Sunday, September 6, 2009

Infrastructure contract re-negotiations and incentive distortions

I had blogged earlier about the moral hazard generated by a slew of contract re-negotiation in concession agreements and PPP projects in recent years, as potential bidders realize that they can bid low in order to bag the project and then re-negotiate more favorable terms later.

A World Bank study which examined 1,000 Latin American concession contracts awarded between the mid 1980s and 2000, found that 30% of all contracts were renegotiated, with the renegotiations most often favoring the concessionaire - in 62% of the cases they led to tariff increases, in 38% to extensions of the concession term and in 62% to reductions in investment obligations.

In a recent NBER working paper, Eduardo Engel, Ronald Fischer, and Alexander Galetovic examined data on Chilean experience with re-negotiations of 50 PPP projects in the 1993-2006 period and finds four observable predictions - "(i) in a competitive market, firms lowball their offers, expecting to break even through renegotiation, (ii) renegotiations compensate lowballing and pay for additional expenditure, (iii) governments use renegotiation to increase spending and shift the burden of payments to future administrations, and (iv) there are significant renegotiations in the early stages of the contract, e.g. during construction."

The 50 PPP projects - 26 roads, 10 airports, three jails, two water reservoirs, five public transportation infrastructure projects and four other miscellaneous projects - were renegotiated 148 times in the period, boosting the committed investments from $8.5 bn to $11.3 bn.

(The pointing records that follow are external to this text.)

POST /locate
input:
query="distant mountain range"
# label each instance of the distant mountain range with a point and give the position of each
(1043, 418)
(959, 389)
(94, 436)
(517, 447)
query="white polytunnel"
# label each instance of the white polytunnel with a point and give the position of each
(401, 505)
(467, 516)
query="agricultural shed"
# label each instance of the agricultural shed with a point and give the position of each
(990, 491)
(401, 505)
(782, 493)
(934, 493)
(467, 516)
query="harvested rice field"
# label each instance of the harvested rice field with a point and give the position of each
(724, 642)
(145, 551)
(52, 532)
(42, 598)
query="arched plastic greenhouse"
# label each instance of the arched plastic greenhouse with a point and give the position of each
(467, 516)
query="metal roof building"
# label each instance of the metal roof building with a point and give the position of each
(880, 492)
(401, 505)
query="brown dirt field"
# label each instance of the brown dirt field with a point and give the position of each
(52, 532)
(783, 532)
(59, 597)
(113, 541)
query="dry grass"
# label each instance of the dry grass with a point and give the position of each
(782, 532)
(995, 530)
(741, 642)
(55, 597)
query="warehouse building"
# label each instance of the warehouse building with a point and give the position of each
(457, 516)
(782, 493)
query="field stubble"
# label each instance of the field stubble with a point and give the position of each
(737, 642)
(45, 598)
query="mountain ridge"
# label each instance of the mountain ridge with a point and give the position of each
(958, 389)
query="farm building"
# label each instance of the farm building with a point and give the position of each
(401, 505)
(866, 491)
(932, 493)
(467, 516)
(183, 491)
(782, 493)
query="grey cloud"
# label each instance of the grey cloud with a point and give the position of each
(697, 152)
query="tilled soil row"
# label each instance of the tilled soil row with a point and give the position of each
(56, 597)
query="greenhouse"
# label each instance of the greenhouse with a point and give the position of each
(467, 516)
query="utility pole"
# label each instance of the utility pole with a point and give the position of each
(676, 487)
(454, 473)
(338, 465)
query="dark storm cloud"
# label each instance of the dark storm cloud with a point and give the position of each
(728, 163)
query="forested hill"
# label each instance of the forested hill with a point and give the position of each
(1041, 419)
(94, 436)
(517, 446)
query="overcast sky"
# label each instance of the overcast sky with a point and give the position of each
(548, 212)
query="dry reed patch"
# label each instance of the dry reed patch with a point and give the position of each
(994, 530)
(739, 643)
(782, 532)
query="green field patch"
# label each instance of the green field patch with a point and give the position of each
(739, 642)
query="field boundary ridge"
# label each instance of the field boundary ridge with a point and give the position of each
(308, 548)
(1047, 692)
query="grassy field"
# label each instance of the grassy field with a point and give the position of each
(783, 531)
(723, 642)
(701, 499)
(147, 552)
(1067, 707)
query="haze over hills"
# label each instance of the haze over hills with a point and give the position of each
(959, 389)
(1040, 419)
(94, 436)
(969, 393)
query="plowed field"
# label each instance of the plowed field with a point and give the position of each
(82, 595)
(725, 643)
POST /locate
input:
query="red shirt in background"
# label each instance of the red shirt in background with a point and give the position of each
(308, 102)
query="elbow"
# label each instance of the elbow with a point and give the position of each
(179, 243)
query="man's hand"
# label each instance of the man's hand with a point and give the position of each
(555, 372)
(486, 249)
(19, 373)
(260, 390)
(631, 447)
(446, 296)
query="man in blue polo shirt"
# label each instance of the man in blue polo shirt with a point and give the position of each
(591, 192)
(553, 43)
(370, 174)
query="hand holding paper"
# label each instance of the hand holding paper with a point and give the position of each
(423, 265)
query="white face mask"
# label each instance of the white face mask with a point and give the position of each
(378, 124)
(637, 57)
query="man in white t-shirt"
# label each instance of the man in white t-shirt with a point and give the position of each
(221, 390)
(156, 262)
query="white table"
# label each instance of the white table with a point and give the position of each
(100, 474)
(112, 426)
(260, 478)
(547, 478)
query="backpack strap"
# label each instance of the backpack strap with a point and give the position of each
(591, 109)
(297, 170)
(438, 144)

They find that the overwhelming majority (83% of the total amount or $2.3 bn) of the re-negotiations was the result of 78 bilateral renegotiations (and rest through arbitration panels), and only 35% of the additional cost (or payments to the concessionaire) was paid by the administration that renegotiated. Of the $2.3 bn re-negotiated and awarded bilaterally, 84% corresponds to payments for additional works, while the remaining 16% correspond to additional payments for works included in the original contract. The largest share of renegotiations are in urban highway projects. It was found that 73% of the total amount was renegotiated shortly after the concession was auctioned, that is during the construction phase.

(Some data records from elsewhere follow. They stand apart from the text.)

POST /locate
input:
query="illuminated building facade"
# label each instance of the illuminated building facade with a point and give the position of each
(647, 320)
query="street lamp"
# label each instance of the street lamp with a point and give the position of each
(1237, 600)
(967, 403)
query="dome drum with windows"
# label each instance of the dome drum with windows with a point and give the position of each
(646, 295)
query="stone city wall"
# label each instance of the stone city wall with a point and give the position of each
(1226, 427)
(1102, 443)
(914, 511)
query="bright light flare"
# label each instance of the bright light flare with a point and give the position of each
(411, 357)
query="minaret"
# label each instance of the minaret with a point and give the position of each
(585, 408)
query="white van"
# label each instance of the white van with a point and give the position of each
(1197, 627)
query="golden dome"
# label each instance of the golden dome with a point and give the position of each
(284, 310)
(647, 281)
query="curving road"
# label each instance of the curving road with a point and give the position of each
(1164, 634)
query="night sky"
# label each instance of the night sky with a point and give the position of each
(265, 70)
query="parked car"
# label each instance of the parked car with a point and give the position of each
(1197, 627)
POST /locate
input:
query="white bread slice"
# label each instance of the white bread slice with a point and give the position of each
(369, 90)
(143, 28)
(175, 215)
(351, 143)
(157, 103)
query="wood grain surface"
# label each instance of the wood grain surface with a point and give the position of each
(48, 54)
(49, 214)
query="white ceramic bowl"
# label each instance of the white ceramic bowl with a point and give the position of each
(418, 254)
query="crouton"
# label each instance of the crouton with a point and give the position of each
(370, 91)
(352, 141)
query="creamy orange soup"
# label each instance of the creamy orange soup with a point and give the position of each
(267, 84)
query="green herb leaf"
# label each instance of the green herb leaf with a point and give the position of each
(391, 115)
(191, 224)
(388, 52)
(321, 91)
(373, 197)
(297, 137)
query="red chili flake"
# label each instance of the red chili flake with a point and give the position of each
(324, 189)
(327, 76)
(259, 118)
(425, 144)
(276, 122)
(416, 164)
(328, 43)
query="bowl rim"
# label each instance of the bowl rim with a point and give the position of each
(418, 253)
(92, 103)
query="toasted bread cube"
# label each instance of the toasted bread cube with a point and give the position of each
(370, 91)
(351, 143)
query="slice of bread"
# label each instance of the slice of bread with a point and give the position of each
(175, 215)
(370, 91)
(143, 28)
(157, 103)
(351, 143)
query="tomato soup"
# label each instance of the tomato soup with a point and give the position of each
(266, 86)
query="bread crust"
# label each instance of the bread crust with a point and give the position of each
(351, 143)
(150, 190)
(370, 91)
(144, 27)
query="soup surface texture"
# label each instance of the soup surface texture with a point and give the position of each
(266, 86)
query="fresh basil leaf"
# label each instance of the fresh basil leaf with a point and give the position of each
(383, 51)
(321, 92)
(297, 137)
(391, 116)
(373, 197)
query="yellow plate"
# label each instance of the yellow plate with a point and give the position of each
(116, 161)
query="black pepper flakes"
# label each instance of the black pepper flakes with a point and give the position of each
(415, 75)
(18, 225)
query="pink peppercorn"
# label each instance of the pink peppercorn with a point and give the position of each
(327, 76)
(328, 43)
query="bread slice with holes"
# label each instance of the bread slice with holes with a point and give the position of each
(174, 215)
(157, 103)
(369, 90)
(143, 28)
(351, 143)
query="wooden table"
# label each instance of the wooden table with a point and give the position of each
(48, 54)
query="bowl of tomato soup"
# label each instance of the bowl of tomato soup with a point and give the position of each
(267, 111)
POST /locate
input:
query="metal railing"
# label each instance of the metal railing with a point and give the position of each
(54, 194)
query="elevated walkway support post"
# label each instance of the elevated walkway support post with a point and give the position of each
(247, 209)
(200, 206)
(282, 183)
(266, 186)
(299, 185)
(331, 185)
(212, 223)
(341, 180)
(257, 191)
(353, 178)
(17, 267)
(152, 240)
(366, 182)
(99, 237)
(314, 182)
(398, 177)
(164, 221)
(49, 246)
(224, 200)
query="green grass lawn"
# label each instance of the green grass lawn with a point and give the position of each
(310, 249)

While I had highlighted the incentives for private partners to quote low and bag the project under whatever conditions and then re-negotiatiate favorable terms, the authors focus attention on government's use rengotiations to circumvent budgetary constraints. They force re-negotiations to broaden the scope of the projects to include newer components and activities or expansion of the concessions to cover more areas.

As the Chilean examples demonstrates, such re-negotiations enables the government to shift the burden of expenditure on an immediately needed infrastructure work (say on an extension of the road or water supply network) to the concessionaire, though at considerable cost to the public exchequer. During these rengotiations, the concessionaires typically wring out much more favorable terms than granted in the original concession agreement. Not only does the present administration evade the need to commit to additional spending on important infrastructure requirements, it also shifts the burden of these current spending expenditures to the latter governments. In other words, the concessionaire ends up "lending to" the present government by renegotiating the contract in return for payments made by future administrations.

Though re-negotiations in India have hitherto been driven more by the concessionaires forcing the issue of incomplete contracts or changes in the contract (and market) environment, it is only a matter of time before governments take the lead in re-negotiating PPP contracts. And given the natural advantage held by the concessionaire in such renegotiations, it is only to be expected that the concessionaires will be only too happy to oblige.

Power generation projects are a fertile ground for such re-negotiations. In view of the massive power deficits, it is natural to expect governments to offer proposals for capacity expansions after the Power Purchase Agreements (PPAs) are signed for a particular generation capacity. The considerable time that typically elapses between the signing of the PPAs and the start of construction (due to various delays like handing over of site and financial closure) only increases the possibility of such offers.

With demand increasing at a staggering pace, governments will find it convenient to request the existing developer to increase the capacity of the project under construction rather than wait to complete the entire bidding process for a new project. Further, in order to get the concessionaire to accept the proposal, governments are most likely to be ready to revise the terms of the original PPA with more attractive terms.

And even if governments, by themselves, will not take the initiative to make these offers, it is clearly in the interest of the private concesssionaire to get governments to put forward such re-negotiation proposals. Such incentives opens up possibilities for corruption and rent-seeking on a massive scale. Either way, there exists strong incentives to renegotiate PPP and other types of projects in power generation (and many other sectors).

The authors suggest that if PPP investments (including the renegotiated amounts) are counted as current government spending, the incentives to renegotiate contracts to increase spending is minimized.